[equestria]

There are definite proofs in mathematics. In natural sciences, I think you're sort of restating what I said: there are various levels of confidence based on experimental data. Because it's not binary, the hypothesis / theory language doesn't convey a particularly useful distinction.

It's not a sign of a lack of sophistication or knowledge to use simpler language if the point you're making is still clear.

[cogman10]

> Because it's not binary, the hypothesis / theory language doesn't convey a particularly useful distinction.

I don't think we agree here. The distinction between a theory and a hypothesis is fairly binary. Theories have supporting evidence; hypothesis either have no evidence or so little evidence that they need further investigation.

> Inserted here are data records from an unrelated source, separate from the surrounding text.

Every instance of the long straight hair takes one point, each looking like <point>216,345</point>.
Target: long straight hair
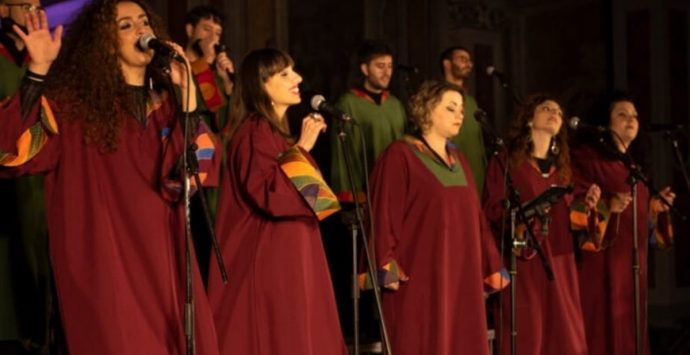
<point>519,143</point>
<point>250,96</point>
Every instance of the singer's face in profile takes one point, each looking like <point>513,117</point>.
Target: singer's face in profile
<point>624,122</point>
<point>548,117</point>
<point>283,88</point>
<point>447,115</point>
<point>206,30</point>
<point>132,23</point>
<point>378,73</point>
<point>461,64</point>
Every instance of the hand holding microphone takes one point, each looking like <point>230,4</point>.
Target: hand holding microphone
<point>223,64</point>
<point>312,125</point>
<point>149,41</point>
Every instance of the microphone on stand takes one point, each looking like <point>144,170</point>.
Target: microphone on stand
<point>575,123</point>
<point>319,103</point>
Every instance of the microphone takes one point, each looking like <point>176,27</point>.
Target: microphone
<point>407,68</point>
<point>149,41</point>
<point>318,103</point>
<point>220,48</point>
<point>492,71</point>
<point>576,123</point>
<point>663,127</point>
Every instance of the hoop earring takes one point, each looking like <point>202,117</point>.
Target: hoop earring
<point>554,146</point>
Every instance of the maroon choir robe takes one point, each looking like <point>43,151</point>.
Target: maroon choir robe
<point>429,226</point>
<point>116,227</point>
<point>606,276</point>
<point>279,299</point>
<point>549,317</point>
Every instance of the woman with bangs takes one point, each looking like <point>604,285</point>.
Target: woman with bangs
<point>279,299</point>
<point>434,250</point>
<point>97,119</point>
<point>549,316</point>
<point>606,257</point>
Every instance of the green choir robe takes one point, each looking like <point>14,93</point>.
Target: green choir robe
<point>470,142</point>
<point>25,296</point>
<point>379,124</point>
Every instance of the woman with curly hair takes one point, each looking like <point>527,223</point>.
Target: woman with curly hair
<point>99,123</point>
<point>434,249</point>
<point>606,262</point>
<point>549,317</point>
<point>280,299</point>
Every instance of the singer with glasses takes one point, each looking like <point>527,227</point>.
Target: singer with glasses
<point>97,119</point>
<point>435,255</point>
<point>606,265</point>
<point>548,313</point>
<point>279,299</point>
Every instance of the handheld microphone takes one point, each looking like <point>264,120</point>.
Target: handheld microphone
<point>492,71</point>
<point>576,123</point>
<point>220,48</point>
<point>319,103</point>
<point>663,127</point>
<point>149,41</point>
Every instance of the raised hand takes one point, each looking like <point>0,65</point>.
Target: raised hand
<point>312,125</point>
<point>43,47</point>
<point>592,196</point>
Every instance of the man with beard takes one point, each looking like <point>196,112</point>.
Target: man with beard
<point>24,264</point>
<point>211,65</point>
<point>456,66</point>
<point>380,117</point>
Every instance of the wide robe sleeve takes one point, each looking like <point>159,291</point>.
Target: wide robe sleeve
<point>589,227</point>
<point>262,161</point>
<point>28,143</point>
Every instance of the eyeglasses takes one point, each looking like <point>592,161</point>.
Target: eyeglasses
<point>27,7</point>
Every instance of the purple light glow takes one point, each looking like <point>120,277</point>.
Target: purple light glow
<point>62,13</point>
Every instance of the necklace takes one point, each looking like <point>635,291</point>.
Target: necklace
<point>438,157</point>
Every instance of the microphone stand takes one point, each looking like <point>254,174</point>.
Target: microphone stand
<point>358,222</point>
<point>190,167</point>
<point>671,136</point>
<point>512,204</point>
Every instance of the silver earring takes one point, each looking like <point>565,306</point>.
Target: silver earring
<point>554,147</point>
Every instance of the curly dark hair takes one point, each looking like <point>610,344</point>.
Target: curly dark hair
<point>425,99</point>
<point>86,77</point>
<point>599,115</point>
<point>520,145</point>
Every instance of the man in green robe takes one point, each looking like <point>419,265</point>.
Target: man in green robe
<point>380,118</point>
<point>456,65</point>
<point>25,274</point>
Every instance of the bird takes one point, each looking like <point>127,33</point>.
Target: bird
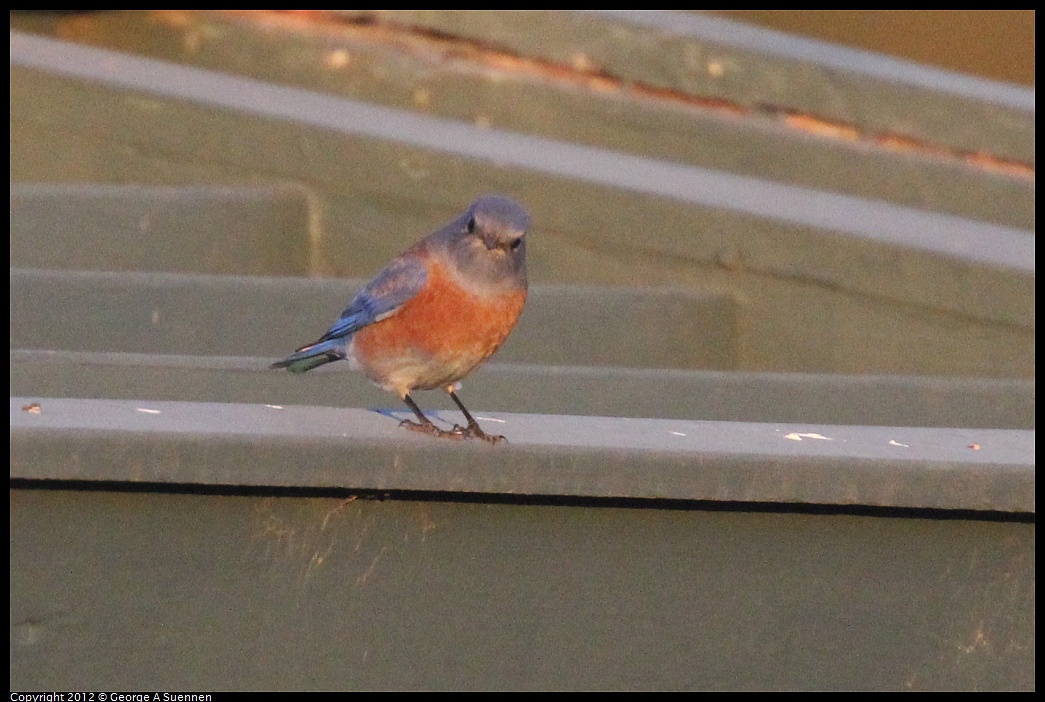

But I would agree that the general understanding of the words is such that no useful distinction is made by using one or the other. I bristle a little at it, though, because the word "theory" is often used by scientific critics because they conflate "theory" with "guess". In fact, for general communication I would rather an article like above use "guess" instead of "theorized" as it's both simpler language and it doesn't trigger this sort of conversation.

[cryptonector]

> There are definite proofs in mathematics.

We prove theorems, which until proved are referred to as conjectures. But even in mathematics we don't prove theories. E.g., group theory. This is because a) the definition of mathematics theory is not quite the same as scientific theory since mathematics theories are axiomatic, and b) because it's entirely possible that some mathematics theory (e.g., group theory) could eventually be shown to be inconsistent (which is essentially how you disprove a theory in mathematics).